In my undergraduate years, I finally got to the next level of phones, color screen and even a camera.  During this time, a new concept had hit the heart of the genuine conversation, Texting. I fought and fought about how dumb it would be to type out a message. All I could think about is how much work that is, and I made the decision, I will just call.

People started texting me, and I realized it was just like email, I could send a personal message to anyone I want, from anywhere I want, and they can get back to me when they get the chance. I don’t have to stop what I am doing for this conversation, I can continue on my day, and have a conversation without even putting effort in.  Text messages are one of the biggest culprits for this downfall of the genuine conversation. Conversation had completely lost its mannerisms. There is no way to judge the emotion in a text conversation, everything gets taken out of context, and you are just left wondering if you had a good conversation, or if that smiley face was sarcastic. We lost the ability to spell correctly, enunciate, or even be honest if we thought something was funny. During genuine conversation, if something is funny, we laugh… LOL, LMFAO, HAHA, HEHE, TTYL, BRB, ILY, IDK, WTF. What a joke… This conversation deserves to die, let it.

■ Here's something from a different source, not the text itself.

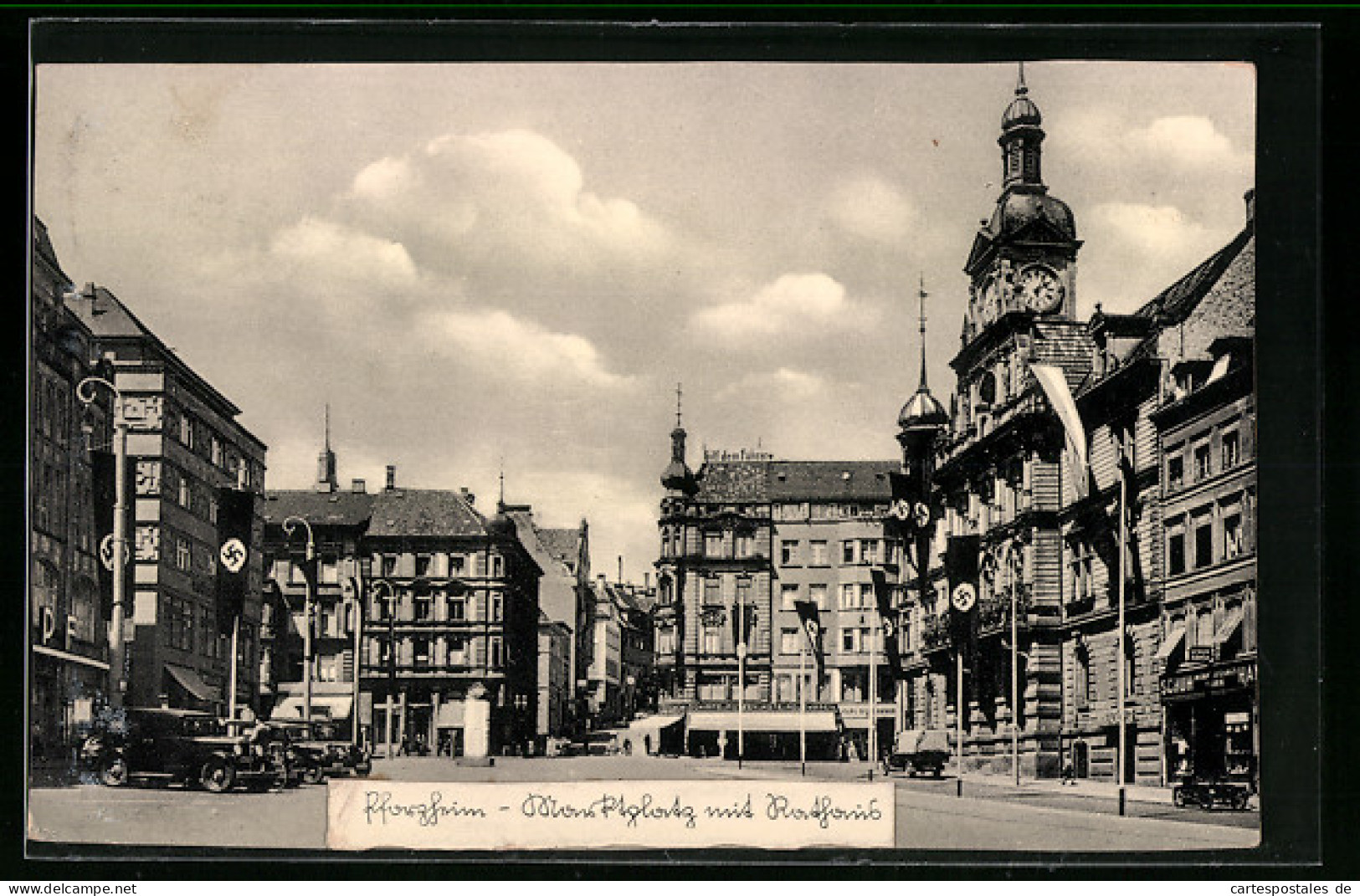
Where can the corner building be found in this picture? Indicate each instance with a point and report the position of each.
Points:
(1164, 398)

During my junior year at Purdue, I was introduced to next great thing… FACEBOOK. How great was this breakthrough. I could be friends with people I don’t even know, try to generate a BS conversation with them, and even act interested.

 I could put on there if I was interested in a relationship, and if I found a girl I thought was attractive, I could poke her. Maybe she will poke back. She didn’t poke back. What does this mean? Does she not think I am pretty? Oh I might not be pretty. Let me find out real quick. So I post a selfie (I took 5 or 6 and got the best one). AHHHH. YESSSSS. 34 likes and 14 people told me “great pic.” 

This isn’t real Life.

This is us holding onto a dead conversation, hoping to find some support from people we don’t genuinely want to talk to.

Since then, there have many so many new social media sites that only let you post pictures or you have to live your life in 140 characters or less, and all you care about is having more followers than people you are following. That is real satisfaction, Right?

Even better news, about six and a half years ago, the latest and greatest breakthrough for killing all genuine conversations became real. The first generation IPhone. This put all of you mediums to constant contact from text, to Facebook, to Instagram, (which works well because you can just snap a new picture with your phone and post immediately) in the palm of your hand. You can make these lifeless conversations go on and on, anywhere you want and never let them die.

Over the last 15 years I have seen the development of Email, Instant Messenger, Cell Phones, Text Messaging, Myspace, Facebook, Twitter, Instagram, Vine, and any amount of other social media. And above all, I have seen the slow downfall of genuine conversation to a lifeless, heartless, emotionless, form of interaction that is only holding on by a thread. We never let them just pass away and move on to MEMORIES.

I am going to make a movement to Pull the Plug, Disconnect a Dying Conversation, and let myself cherish the memory of a conversation.

I am going to lock my Social Media accounts, and have someone I care about change the password. I am going to start with one month and see how much I miss the social world.

I want to rejuvenate the life of the Genuine Conversation. I want to have face to face conversations and real phone calls about things that matter. I want to go see my nieces, nephews, and not rely on pictures online to watch these kids grow.  I want to genuinely become a part of someone’s life, not just “Facebook Official.”
I
 have spent 15 years, tumbling down the path to lifeless conversations. I am going to pull the plug, and say goodbye to the conversations that have no meaning, no emotion, no life.